Raw Energy Bars
1 cup nuts such as walnuts, pecans or almonds or a mixture of
1/2 cup sunflower seeds or pumpkin seeds
1/3 cup chia seeds
1/3 cup coconut flakes
1 heaping packed cup pitted dates
1/2 cup dried cranberries, raisins or dried cherries
1/3 cup sweet cacao nibs (optional)
2-3 Tablespoons filtered water, as needed
A pinch of Himalayan Salt
Makes 8 bars or 12 balls
Place the nuts, chia seeds, coconut flakes and sunflower or pumpkin seeds in the bowl of a food processor fitted with the metal blade. Process until the mixture is the texture of coarse sand. If you would like some more texture in the bars you can take out a little of the nuts, coconut and seeds before mixing and add them in later.
Add the dates, cranberries and the cocoa nibs and blend until the mixture begins to come together in a sticky dough. If this is not quite happening you can add the water 1 tablespoon at a time until it is sticky and moist and will come together easily in your hands. At this time mix in the chunky pieces if you kept some aside and pulse just until blended.
For Bars:
Line a baking sheet or baking dish with parchment paper and press the mixture down into a rectangle about 1/3 of an inch thick, making the sides as even as possible.
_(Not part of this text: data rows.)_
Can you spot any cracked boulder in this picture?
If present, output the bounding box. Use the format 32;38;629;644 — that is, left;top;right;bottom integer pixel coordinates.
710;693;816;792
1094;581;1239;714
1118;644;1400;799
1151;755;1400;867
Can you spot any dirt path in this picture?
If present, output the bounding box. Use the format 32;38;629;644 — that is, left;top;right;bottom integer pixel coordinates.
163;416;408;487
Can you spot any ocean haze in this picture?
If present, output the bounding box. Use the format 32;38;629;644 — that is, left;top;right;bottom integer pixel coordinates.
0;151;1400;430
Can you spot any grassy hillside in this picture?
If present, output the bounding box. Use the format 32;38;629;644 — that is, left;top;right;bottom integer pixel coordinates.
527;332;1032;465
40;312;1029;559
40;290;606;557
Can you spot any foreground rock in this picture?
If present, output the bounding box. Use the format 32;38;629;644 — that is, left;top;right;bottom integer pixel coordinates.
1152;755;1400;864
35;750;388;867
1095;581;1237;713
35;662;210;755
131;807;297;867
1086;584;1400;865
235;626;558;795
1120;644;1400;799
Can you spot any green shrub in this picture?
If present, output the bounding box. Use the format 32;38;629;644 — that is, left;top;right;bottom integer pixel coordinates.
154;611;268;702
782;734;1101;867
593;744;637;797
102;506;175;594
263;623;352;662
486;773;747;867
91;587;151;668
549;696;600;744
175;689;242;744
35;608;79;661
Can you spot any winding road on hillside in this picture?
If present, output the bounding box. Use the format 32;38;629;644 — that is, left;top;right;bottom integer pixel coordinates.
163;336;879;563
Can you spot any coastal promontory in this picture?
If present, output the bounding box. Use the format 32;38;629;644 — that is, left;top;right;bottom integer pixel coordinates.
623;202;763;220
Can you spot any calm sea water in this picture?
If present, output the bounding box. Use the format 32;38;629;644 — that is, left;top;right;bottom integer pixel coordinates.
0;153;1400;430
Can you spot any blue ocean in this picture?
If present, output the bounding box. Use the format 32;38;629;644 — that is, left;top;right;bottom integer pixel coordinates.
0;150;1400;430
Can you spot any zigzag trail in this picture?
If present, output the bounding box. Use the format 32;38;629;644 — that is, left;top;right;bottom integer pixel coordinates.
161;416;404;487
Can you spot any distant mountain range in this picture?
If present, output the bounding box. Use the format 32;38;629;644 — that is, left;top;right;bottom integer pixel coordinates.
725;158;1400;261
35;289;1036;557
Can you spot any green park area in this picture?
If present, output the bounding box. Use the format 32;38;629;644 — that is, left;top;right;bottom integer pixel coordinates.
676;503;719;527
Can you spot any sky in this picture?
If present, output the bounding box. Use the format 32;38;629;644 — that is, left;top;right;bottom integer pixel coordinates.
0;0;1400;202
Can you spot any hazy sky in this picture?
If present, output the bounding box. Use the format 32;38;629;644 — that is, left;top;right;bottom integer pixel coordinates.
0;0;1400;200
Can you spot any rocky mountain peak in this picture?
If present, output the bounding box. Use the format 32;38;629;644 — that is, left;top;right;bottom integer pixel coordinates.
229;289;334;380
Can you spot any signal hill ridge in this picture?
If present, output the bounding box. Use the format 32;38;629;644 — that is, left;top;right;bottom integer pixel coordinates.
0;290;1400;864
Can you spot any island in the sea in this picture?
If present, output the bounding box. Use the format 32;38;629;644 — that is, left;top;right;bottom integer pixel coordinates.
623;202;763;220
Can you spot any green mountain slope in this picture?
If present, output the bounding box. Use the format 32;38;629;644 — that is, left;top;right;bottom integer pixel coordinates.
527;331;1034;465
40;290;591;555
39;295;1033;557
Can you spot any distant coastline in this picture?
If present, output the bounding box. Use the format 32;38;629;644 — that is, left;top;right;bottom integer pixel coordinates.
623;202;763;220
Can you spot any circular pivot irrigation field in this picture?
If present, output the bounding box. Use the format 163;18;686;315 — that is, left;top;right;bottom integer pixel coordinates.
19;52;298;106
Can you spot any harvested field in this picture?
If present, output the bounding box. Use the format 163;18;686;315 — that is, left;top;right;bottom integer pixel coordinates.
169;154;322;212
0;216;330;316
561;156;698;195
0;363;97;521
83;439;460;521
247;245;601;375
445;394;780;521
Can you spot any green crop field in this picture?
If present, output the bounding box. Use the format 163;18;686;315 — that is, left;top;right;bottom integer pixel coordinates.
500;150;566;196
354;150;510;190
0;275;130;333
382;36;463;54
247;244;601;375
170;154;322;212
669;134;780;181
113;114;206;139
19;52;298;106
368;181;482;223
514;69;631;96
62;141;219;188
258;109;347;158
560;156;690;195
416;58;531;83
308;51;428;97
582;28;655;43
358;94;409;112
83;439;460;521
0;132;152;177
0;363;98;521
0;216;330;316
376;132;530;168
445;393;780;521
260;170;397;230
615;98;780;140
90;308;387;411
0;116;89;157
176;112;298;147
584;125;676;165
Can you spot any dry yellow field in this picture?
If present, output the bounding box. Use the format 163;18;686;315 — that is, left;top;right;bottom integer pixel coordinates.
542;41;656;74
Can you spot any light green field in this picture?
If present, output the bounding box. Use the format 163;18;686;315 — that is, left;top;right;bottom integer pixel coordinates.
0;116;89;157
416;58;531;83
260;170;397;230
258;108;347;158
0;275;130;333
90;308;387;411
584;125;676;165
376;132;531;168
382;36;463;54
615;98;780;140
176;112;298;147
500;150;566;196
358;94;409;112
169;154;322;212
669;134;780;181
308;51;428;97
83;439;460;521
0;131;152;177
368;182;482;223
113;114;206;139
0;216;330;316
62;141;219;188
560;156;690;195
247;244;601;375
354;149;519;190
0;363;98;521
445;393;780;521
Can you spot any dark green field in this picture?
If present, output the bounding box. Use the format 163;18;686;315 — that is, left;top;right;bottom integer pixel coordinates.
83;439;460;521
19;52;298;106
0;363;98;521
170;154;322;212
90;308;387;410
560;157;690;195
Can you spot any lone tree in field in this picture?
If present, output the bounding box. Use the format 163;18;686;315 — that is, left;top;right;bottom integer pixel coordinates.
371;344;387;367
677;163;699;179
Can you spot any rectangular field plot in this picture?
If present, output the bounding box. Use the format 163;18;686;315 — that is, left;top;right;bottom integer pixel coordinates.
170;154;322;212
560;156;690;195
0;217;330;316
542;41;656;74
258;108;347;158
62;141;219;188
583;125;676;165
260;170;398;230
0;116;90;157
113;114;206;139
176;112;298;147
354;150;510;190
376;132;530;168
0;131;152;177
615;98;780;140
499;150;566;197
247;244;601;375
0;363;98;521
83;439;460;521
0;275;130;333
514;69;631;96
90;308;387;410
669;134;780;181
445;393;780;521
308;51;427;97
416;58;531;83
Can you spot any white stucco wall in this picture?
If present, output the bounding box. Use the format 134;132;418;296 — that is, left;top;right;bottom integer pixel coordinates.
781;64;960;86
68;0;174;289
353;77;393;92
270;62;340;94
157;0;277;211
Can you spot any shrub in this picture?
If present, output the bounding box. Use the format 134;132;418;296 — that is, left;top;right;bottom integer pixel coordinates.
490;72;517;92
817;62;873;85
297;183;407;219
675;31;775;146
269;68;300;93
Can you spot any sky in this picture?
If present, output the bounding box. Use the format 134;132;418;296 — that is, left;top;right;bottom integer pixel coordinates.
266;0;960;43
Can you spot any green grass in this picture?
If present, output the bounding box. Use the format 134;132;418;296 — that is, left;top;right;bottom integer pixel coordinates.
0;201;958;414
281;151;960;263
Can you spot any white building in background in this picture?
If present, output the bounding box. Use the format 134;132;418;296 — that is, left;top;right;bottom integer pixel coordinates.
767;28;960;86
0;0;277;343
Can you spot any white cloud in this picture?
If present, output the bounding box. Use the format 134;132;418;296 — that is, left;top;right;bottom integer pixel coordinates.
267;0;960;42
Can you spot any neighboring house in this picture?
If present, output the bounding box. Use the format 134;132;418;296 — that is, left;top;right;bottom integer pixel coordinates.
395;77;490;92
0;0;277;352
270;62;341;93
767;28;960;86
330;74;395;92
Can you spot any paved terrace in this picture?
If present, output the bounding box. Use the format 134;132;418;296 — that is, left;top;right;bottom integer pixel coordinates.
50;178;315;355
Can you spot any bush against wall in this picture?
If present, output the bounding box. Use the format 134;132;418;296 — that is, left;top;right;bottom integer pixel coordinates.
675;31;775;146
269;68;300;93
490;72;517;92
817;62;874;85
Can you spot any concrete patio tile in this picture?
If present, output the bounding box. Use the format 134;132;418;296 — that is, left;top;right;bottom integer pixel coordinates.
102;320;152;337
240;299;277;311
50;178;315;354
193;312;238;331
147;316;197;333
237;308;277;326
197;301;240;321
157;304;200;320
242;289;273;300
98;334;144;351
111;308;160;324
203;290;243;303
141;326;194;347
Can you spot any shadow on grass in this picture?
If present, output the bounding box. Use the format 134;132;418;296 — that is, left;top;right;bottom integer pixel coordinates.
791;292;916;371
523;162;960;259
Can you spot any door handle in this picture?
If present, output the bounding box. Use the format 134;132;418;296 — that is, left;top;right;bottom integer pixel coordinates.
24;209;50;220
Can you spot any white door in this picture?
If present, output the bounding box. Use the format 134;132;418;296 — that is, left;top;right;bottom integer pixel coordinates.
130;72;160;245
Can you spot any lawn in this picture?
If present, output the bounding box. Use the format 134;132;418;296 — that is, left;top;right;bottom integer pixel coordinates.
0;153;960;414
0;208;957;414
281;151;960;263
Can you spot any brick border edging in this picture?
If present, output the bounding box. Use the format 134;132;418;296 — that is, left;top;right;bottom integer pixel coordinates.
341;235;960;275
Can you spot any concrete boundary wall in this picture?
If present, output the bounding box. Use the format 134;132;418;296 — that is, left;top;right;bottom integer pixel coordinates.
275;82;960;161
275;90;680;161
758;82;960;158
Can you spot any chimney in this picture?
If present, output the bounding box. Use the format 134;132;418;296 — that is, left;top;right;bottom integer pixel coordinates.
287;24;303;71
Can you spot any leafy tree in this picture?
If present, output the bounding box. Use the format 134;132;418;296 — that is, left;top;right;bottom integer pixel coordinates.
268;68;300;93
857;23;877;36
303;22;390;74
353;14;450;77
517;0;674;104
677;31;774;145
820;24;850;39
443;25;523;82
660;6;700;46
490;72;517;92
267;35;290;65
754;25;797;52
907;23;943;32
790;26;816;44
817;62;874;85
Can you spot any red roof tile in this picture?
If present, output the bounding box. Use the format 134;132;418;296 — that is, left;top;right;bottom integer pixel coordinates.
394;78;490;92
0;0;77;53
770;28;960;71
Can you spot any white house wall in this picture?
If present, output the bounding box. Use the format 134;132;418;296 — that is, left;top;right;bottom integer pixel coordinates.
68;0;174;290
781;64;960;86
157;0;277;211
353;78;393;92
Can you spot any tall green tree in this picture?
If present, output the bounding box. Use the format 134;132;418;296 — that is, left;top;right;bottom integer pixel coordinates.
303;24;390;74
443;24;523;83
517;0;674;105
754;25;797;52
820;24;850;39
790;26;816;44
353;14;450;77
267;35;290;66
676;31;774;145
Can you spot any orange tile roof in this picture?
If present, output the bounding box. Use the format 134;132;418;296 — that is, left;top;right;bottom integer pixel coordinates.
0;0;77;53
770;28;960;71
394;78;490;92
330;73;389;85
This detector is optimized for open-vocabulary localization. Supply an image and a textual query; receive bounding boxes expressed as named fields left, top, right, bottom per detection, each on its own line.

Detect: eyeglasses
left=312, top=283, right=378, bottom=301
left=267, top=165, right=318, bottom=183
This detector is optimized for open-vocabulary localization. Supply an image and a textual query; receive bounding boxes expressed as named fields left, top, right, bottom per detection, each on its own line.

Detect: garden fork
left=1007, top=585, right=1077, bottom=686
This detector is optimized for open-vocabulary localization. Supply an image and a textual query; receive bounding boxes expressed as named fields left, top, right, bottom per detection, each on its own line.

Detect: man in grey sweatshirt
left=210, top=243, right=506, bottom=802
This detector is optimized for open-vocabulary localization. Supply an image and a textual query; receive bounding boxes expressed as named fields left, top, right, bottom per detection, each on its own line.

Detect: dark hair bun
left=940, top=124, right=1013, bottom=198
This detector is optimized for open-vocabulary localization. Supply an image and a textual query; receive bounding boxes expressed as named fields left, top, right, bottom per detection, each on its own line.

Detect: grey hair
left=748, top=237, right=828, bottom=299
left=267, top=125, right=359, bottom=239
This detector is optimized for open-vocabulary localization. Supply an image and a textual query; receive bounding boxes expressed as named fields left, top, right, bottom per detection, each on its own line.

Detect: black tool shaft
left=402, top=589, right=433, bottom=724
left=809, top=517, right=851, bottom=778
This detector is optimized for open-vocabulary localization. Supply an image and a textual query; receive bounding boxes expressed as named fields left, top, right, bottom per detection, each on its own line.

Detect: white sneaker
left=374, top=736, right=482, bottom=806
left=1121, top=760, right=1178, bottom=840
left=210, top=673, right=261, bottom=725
Place in the fridge for 1 hour. Remove and flip over onto a cutting board and peel off the parchment. Cut into 12 even pieces and store in a glass container or wrap individually in plastic wrap for easy transportation.
For Balls:
The faster method is to roll the dough between your palms into balls about 1 ½ inch diameter.
Both methods will keep in fridge for up to a month or at room temperature for a week.